2.4.1. Global Calibration #

For a good calibration, the ECDF trajectories should remain within the simultanoeus confidence bands.

fig = bf.diagnostics.plot_sbc_ecdf(posterior_draws, new_sims["parameters"], difference=True)

2.4.2. Two Moons Posterior #

The two moons posterior at point \(x = (0, 0)\) should resemble two crescent shapes. Below, we plot the corresponding posterior samples and posterior density. These results suggest that our spline flow setup can approximate the expected analytical posterior fairly well.

# Prepare figure
f, axarr = plt.subplots(1, 2, figsize=(10, 4))
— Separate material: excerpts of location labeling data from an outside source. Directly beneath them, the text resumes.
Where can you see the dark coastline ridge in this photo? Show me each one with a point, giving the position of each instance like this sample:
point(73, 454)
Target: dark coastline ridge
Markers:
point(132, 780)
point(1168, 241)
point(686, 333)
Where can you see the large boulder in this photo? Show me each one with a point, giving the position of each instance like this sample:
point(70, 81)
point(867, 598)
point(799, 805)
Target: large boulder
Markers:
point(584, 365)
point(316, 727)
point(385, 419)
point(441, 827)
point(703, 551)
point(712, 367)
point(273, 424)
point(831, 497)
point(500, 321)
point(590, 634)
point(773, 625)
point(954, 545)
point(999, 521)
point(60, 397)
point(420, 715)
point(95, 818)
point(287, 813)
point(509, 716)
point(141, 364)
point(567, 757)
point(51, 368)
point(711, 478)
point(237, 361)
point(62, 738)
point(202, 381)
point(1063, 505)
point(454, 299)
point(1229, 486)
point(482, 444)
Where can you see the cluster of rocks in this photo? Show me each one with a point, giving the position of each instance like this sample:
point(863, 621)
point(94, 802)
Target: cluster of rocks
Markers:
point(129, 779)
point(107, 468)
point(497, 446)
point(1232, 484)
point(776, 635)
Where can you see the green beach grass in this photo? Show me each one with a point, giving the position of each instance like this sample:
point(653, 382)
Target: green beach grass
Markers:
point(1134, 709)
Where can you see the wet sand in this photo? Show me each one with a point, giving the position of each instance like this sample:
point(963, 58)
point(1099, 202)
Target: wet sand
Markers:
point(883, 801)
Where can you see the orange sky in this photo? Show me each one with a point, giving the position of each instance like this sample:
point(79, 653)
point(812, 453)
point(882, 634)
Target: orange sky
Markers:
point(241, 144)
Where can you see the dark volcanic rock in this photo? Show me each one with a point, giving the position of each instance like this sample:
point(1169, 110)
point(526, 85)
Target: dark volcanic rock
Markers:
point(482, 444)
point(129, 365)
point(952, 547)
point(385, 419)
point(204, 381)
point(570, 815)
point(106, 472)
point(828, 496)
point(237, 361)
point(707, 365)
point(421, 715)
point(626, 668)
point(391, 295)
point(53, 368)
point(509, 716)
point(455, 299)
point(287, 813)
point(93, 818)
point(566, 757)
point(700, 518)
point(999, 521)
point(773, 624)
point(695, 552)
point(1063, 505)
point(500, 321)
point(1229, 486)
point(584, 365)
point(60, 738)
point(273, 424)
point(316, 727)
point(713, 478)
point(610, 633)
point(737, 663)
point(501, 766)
# Obtain amortized samples
obs_data = np.zeros((1, 2)).astype(np.float32)
samples_at_origin = amortizer.sample({"direct_conditions": obs_data}, n_samples=5000)

# Plot samples
axarr[0].scatter(samples_at_origin[:, 0], samples_at_origin[:, 1], color="maroon", alpha=0.75, s=0.5)
axarr[0].set_title(r"Posterior samples at $x=(0, 0)$")
axarr[0].set_xlim([-0.5, 0.5])
axarr[0].set_ylim([-0.5, 0.5])

# Compute log density on relevant posterior range
side = np.linspace(-0.5, 0.5, 100)
x, y = np.meshgrid(side, side)
obs_data_rep = np.zeros((10000, 2)).astype(np.float32)
params = np.c_[x.flatten(), y.flatten()]
lpdf = amortizer.log_posterior({"parameters": params, "direct_conditions": obs_data_rep})

# Plot the density map using nearest-neighbor interpolation
axarr[1].pcolormesh(x, y, np.exp(lpdf).reshape(100, 100), cmap=cm.hot)
axarr[1].set_title(r"Posterior density at $x=(0, 0)$")


2.5. Further Experimentation #

Feel free to explore the following settings:

  1. Change the coupling_design argument of the InvertibleNetwork to either affine or interleaved. What do you observe?

  2. Try out mc_dropout=True in the coupling_settings of the InvertibleNetwork. What happens to the spread of the posterior samples?

  3. Can you make the network overfit by removing all regularization?

  4. What posteriors do different “observed” points \(x\) yield?